Thoughts By England Given

Every Remembrance Sunday I make a point of looking through an old photo album I have stored on my computer. When I was in high school I was lucky enough to go on a trip to the Belgian/French border to see the battlefields of the First World War. Though looking at endless war graves isn't every 15-year-old's cup of tea, the trip was particularly special for me as there was one monument I wanted to see.

My mum's been putting together our family tree over the last 10 years, and tracing our involvement in the war. John Hind, my great uncle on my mum's side, died on the Somme in the Battle of the Ancre on the 14th November 1916. Conditions were described as horrendous, with soldiers literally drowning in the mud. John was one of the thousands of soldiers whose bodies were never recovered. Records suggest that he survived the worst of the battle but died consolidating the ground his Battalion had made, most likely from shelling.

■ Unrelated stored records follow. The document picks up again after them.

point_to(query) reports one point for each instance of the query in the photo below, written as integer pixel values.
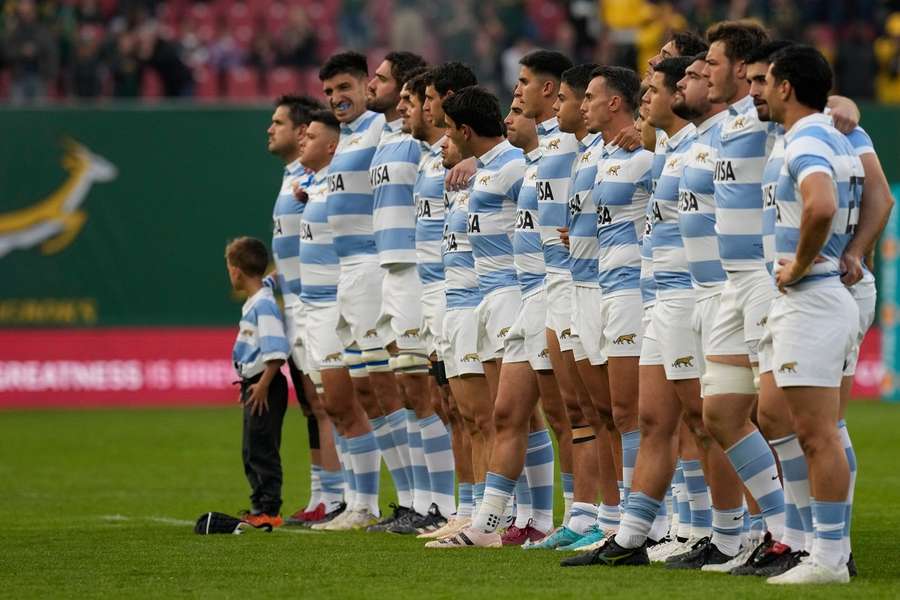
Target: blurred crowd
(246, 49)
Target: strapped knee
(720, 378)
(410, 363)
(582, 434)
(377, 360)
(353, 358)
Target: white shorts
(740, 324)
(621, 317)
(527, 339)
(461, 333)
(587, 324)
(651, 355)
(401, 308)
(295, 331)
(865, 295)
(672, 328)
(359, 304)
(496, 314)
(560, 293)
(810, 331)
(324, 347)
(434, 307)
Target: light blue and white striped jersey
(648, 283)
(393, 175)
(813, 145)
(621, 193)
(771, 173)
(670, 267)
(430, 213)
(260, 335)
(554, 179)
(744, 144)
(350, 202)
(286, 230)
(584, 250)
(492, 215)
(528, 254)
(461, 287)
(697, 206)
(319, 264)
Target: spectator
(31, 53)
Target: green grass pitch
(101, 503)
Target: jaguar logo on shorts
(684, 361)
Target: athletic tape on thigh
(377, 360)
(410, 363)
(354, 360)
(727, 379)
(582, 434)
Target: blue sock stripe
(643, 507)
(500, 483)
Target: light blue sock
(539, 471)
(439, 461)
(754, 463)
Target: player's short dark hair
(764, 52)
(326, 118)
(478, 108)
(740, 38)
(349, 62)
(578, 77)
(417, 84)
(548, 63)
(624, 81)
(808, 73)
(689, 43)
(403, 63)
(451, 77)
(299, 107)
(249, 255)
(673, 70)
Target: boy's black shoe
(610, 554)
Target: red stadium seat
(242, 83)
(283, 80)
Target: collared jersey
(697, 206)
(813, 145)
(744, 144)
(621, 193)
(286, 230)
(528, 254)
(392, 176)
(350, 202)
(584, 250)
(554, 179)
(319, 263)
(260, 335)
(492, 215)
(461, 280)
(428, 194)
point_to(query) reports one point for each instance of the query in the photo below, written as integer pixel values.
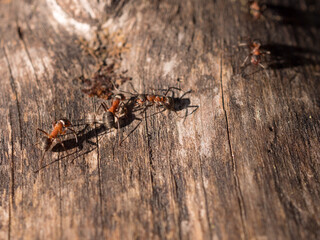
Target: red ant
(256, 10)
(59, 128)
(107, 118)
(146, 100)
(255, 53)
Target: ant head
(256, 43)
(108, 119)
(45, 143)
(65, 122)
(255, 59)
(141, 99)
(169, 103)
(120, 96)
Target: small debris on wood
(106, 49)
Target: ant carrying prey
(59, 128)
(255, 53)
(143, 101)
(256, 10)
(108, 117)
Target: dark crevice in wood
(99, 178)
(175, 194)
(60, 197)
(151, 172)
(234, 167)
(205, 198)
(12, 164)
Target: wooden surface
(245, 165)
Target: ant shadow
(285, 56)
(98, 132)
(293, 16)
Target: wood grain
(245, 165)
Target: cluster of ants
(121, 108)
(254, 45)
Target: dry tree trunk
(245, 165)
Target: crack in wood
(234, 168)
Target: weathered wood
(245, 165)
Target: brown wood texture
(245, 165)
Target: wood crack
(234, 167)
(99, 179)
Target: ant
(107, 118)
(256, 10)
(59, 128)
(255, 53)
(168, 103)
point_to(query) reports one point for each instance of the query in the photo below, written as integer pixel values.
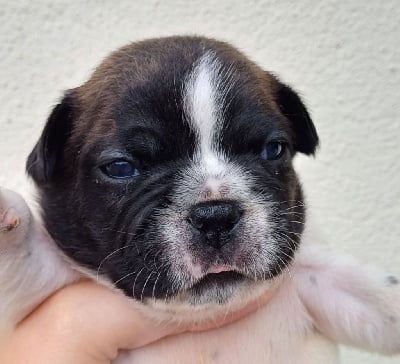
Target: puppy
(168, 175)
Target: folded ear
(306, 138)
(42, 161)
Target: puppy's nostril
(214, 220)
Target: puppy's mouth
(221, 279)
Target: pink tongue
(220, 268)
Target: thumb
(82, 323)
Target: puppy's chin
(210, 298)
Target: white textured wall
(342, 55)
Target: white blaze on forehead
(204, 97)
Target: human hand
(88, 323)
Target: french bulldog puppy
(168, 175)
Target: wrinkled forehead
(207, 108)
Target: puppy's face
(170, 172)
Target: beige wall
(342, 55)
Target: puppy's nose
(215, 220)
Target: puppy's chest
(266, 337)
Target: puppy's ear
(42, 161)
(306, 138)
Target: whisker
(108, 256)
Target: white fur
(31, 268)
(204, 94)
(325, 299)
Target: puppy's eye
(273, 150)
(120, 169)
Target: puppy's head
(170, 172)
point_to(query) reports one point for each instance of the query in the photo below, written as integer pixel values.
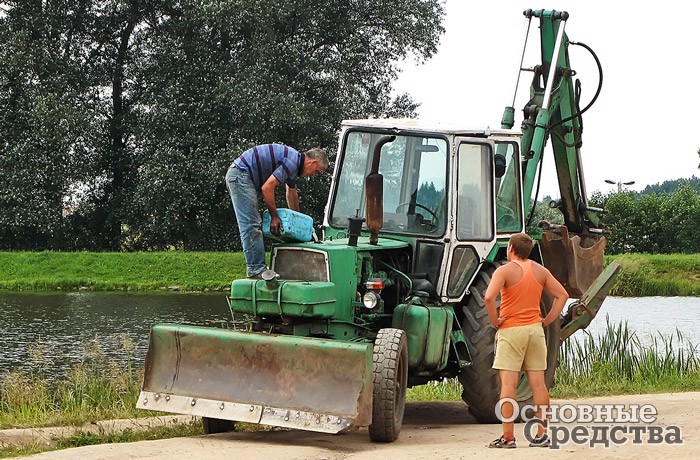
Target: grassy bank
(138, 271)
(657, 275)
(642, 274)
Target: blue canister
(295, 226)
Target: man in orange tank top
(520, 340)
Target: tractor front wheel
(390, 378)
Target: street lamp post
(619, 184)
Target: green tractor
(417, 220)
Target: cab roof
(425, 126)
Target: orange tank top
(520, 303)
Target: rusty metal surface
(575, 260)
(581, 313)
(284, 372)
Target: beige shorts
(521, 348)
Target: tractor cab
(446, 191)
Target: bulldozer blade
(581, 313)
(295, 382)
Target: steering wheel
(431, 225)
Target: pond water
(54, 332)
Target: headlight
(370, 300)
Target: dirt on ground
(443, 430)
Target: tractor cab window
(474, 192)
(508, 204)
(414, 169)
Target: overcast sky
(645, 126)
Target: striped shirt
(263, 161)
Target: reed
(657, 275)
(94, 389)
(618, 360)
(138, 271)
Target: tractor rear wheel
(217, 425)
(390, 378)
(480, 382)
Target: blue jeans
(244, 196)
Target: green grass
(619, 361)
(641, 275)
(139, 271)
(95, 389)
(616, 361)
(657, 275)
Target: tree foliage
(120, 117)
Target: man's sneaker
(540, 441)
(503, 443)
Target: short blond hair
(522, 244)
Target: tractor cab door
(473, 226)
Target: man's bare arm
(498, 280)
(268, 192)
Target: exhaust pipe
(374, 189)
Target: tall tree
(45, 117)
(225, 75)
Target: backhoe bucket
(574, 260)
(287, 381)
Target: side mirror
(499, 163)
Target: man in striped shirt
(263, 168)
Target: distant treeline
(119, 119)
(661, 219)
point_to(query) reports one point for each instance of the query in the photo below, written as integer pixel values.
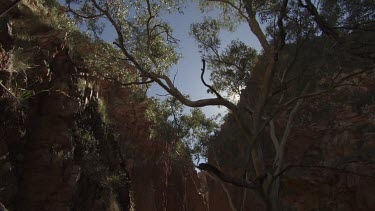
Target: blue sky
(189, 66)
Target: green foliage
(233, 70)
(148, 38)
(230, 68)
(191, 130)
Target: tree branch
(202, 79)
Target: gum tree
(286, 72)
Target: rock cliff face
(68, 146)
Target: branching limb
(323, 24)
(208, 86)
(160, 79)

It was difficult to appreciate at the time, but I can remember approaching the panel on which John's name is recorded at the Thiepval Memorial to the Missing of the Somme. I recall being very conscious that I was the first person from our family to visit the site - and while John was never buried, it's fills me with so much sadness to think of a 19-year-old lost to war and waiting almost 90 years to know someone from back home came. I can remember hearing my friends chatting amongst the aisles of the monument, obviously numbed by the sheer amount of graves we'd seen that week, while I had a few minutes to reflect.

It's my intention to go back one day and show my mum. I think it would be really important to her.


The Soldier

If I should die, think only this of me;       
 
That there's some corner of a foreign field       
That is for ever England. There shall be  
In that rich earth a richer dust concealed;        
A dust whom England bore, shaped, made aware,                  
 
Gave, once, her flowers to love, her ways to roam,        
A body of England's breathing English air,          
 
Washed by the rivers, blest by suns of home.    

  And think, this heart, all evil shed away,  
A pulse in the eternal mind, no less          
   
Gives somewhere back the thoughts by England given;        
Her sights and sounds; dreams happy as her day;          

  And laughter, learnt of friends; and gentleness,
    In hearts at peace, under an English heaven.